CrimeBeat Q&A is a weekly feature where police reporter Julie Johnson answers readers’ questions about local crimes and the law.

Why do police publicize DUI checkpoints beforehand?

- C.L.

Advance publicity is key to the strategy.

Sobriety checkpoints may appear to be aimed at nabbing drunken drivers on the road, but the main goal is to stop people before they drink and drive, Santa Rosa Police Sgt. Ryan Corcoran said.

“We put it out there so that everyone in Santa Rosa is thinking, ‘If there’s a checkpoint, I should make some decisions, make a plan for how I will get home so I don’t end up in a checkpoint,’” Corcoran said.

Although it’s not required in California, most Sonoma County law enforcement agencies give advance notice about sobriety checkpoints because it’s believed to discourage people from driving drunk.

There is research backing up that belief. States with highly visible and publicized checkpoints reported reductions — between 11 percent and 20 percent — in deadly crashes involving alcohol, while states with lower levels of publicity and enforcement did not, according to a 2008 analysis by the Centers for Disease Control and Prevention.

Corcoran said publicity is part of what’s called the “Ingersoll Eight,” a set of guidelines for lawful DUI checkpoints laid out in a 1987 California Supreme Court decision, Ingersoll v. Palmer. The court instructed law enforcement agencies to ensure neutrality in checkpoint locations and strategies, such as choosing high traffic intersections and checking every third vehicle.

The court also said checkpoints should be highly visible with signs, flashing lights, marked police vehicles and uniformed officers to reassure drivers of the official nature of the roadblock.

In Santa Rosa, officers hand out fliers about the risks of drunken driving to each vehicle passing through a checkpoint. The department announces the checkpoint on radio, in print and through social media.

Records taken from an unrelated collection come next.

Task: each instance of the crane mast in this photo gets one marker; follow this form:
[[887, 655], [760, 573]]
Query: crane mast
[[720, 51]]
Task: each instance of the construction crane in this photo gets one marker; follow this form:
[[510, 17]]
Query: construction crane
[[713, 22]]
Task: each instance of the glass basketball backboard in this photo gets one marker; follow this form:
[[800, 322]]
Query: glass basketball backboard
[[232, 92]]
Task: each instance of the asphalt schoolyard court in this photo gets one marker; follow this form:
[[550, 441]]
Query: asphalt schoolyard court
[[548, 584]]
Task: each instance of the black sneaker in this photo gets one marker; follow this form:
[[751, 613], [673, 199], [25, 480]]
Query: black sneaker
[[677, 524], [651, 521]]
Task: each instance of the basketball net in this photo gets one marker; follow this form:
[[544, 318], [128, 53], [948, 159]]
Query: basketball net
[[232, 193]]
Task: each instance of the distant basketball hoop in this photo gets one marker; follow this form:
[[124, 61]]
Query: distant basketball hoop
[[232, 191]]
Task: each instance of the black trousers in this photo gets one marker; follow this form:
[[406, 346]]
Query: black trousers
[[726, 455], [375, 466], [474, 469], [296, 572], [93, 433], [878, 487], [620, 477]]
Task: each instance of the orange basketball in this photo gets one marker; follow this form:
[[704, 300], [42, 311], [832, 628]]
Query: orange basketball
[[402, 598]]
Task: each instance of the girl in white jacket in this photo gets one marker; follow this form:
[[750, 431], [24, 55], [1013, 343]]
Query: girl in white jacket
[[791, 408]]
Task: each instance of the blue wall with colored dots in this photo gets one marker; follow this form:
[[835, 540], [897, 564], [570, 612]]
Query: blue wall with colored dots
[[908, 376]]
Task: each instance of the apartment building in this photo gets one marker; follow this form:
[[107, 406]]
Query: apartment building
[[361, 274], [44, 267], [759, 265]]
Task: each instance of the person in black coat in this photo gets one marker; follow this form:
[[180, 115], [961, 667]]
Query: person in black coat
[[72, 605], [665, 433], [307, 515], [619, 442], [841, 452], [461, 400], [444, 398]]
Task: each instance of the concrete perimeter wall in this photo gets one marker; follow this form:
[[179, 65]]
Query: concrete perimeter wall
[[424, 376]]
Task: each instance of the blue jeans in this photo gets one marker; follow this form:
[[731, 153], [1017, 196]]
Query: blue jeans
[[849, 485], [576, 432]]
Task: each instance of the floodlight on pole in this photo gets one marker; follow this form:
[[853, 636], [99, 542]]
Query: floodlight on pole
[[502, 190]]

The effort, including overtime pay for extra officers, is paid for by grants. The California Office of Traffic Safety handed out nearly $23 million in federal grants last year to local agencies, including Santa Rosa police, for alcohol-impaired driving prevention programs like checkpoints.

“It’s hard to say how many people didn’t drive drunk that night because they were educated,” Corcoran said. “The fliers, the publicity, the word of mouth, people talking at the bars, a bartender saying, ‘Hey, I saw a checkpoint on College Avenue.’ How do you put that into a dollar figure as to whether it’s not worthwhile?”